山梨と宝石「歌舞伎の演目『義経千本桜』とジュエリー」20
歌舞伎の演目の一つ『義経千本桜』は、江戸中期1747年11月大阪竹本座で初上演された。源平合戦という史実をもとに、五幕ある場にて主人公が代わりさまざまな人間模様が色濃く繰り広がる。義経が兄源頼朝との争いを好まないことをはじめに登場する者たちの人情深さから、日本人(大和民族)のもつヤップ遺伝子の特色が垣間見られる。さらに、宙吊りなど舞台仕掛けの面白さも楽しめる演目だ。物語は、義経が屋島の源平合戦で大活躍したのにもかかわらず、頼朝の策略で都落ちになリ各地を逃亡する道中、じつは生き延びていた平家武将の(維盛)、知盛、教経らが復讐を誓う展開が中心となる。一方、義経は、京に滞在中に出会った白拍子(男性の服装に刀を身につけ舞いを披露する遊女でもある)の静御前を愛妾にするが落ちゆく旅に連れていかれず、後白河院の御所から戦勝の功として賜った初音の鼓を彼女に与え木に縛りつけ去った後、追手の危機に晒される静を救った家臣の佐藤忠信(その正体は、鼓の皮にされた狐の子供)に「源九郎義経」の名を与え静のお供を命じる。静は恋慕の義経を思い鼓を打ち、それを聴きながら忠信狐は親を乞うなど哀愁を描く。(ちなみに、江戸時代中期の絵師勝川春常の初代坂東三津五郎演じる源九郎狐の浮世絵は、サンディエゴ美術館に所蔵されている)
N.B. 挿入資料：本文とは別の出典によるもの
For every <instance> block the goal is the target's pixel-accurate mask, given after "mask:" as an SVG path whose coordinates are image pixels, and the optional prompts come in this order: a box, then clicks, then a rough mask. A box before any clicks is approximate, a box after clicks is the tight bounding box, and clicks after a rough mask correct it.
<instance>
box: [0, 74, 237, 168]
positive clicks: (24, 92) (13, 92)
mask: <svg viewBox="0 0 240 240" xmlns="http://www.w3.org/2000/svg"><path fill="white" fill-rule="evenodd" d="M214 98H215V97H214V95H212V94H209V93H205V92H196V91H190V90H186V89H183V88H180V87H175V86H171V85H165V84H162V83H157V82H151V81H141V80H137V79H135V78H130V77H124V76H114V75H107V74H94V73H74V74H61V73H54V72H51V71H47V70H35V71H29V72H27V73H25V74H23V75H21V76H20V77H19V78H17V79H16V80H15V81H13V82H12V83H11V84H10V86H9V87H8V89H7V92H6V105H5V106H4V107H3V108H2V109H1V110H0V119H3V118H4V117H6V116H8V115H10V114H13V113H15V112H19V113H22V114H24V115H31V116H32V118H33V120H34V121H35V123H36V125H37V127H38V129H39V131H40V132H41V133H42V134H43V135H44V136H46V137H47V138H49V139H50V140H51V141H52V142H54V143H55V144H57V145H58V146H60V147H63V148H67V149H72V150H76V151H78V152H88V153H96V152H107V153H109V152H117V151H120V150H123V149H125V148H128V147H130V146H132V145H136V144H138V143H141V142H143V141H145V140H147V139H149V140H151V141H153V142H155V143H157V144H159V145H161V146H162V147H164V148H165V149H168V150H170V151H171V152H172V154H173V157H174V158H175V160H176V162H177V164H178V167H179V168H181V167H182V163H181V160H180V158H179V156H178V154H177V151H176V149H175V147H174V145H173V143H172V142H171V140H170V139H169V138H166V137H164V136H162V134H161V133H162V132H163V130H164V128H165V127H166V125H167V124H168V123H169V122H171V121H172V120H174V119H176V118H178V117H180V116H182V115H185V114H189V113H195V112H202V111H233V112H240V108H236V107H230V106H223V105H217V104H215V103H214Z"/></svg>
この演目の見どころは、「渡海屋・大物浦の段」の平知盛が幽霊姿で義経を襲おうとしたあたり。「すし屋」のいがみの権太は重ねた評判の悪さを撤回するため、維盛を救いたい父の手助けを試みるが裏目にでてしまう末路。桜が満開の吉野の山中で静御前が鼓を打つと、忠信狐が現れる場面。ついに登場する本物の忠信が、義経より哀れみで初音の鼓をもらい受け喜ぶ忠信狐から通力をうけ、義経を狙った猛将の教経を追い詰めるところなど。
ところで、義経と京都の吉野山で別れて京へ向かう途中、頼朝の追手に捕まり鎌倉へ送られた静御前といえば、義経のみならず鎌倉中の人々を魅了した華麗な舞の名手といわれ、鶴岡八幡宮で舞を披露したことは有名だ(頼朝に白拍子として踊ることを命じられるが、義経を慕う歌を唄い、頼朝を激怒させたという)その華やかに舞っている姿をジュエリーの中で最大限に表現したのが、歌舞伎俳優 市川九團次プロデュースによる(株)クロスフォーのブランド[花ひらく]シリーズの商品名「涙桜」「桜の舞」だ。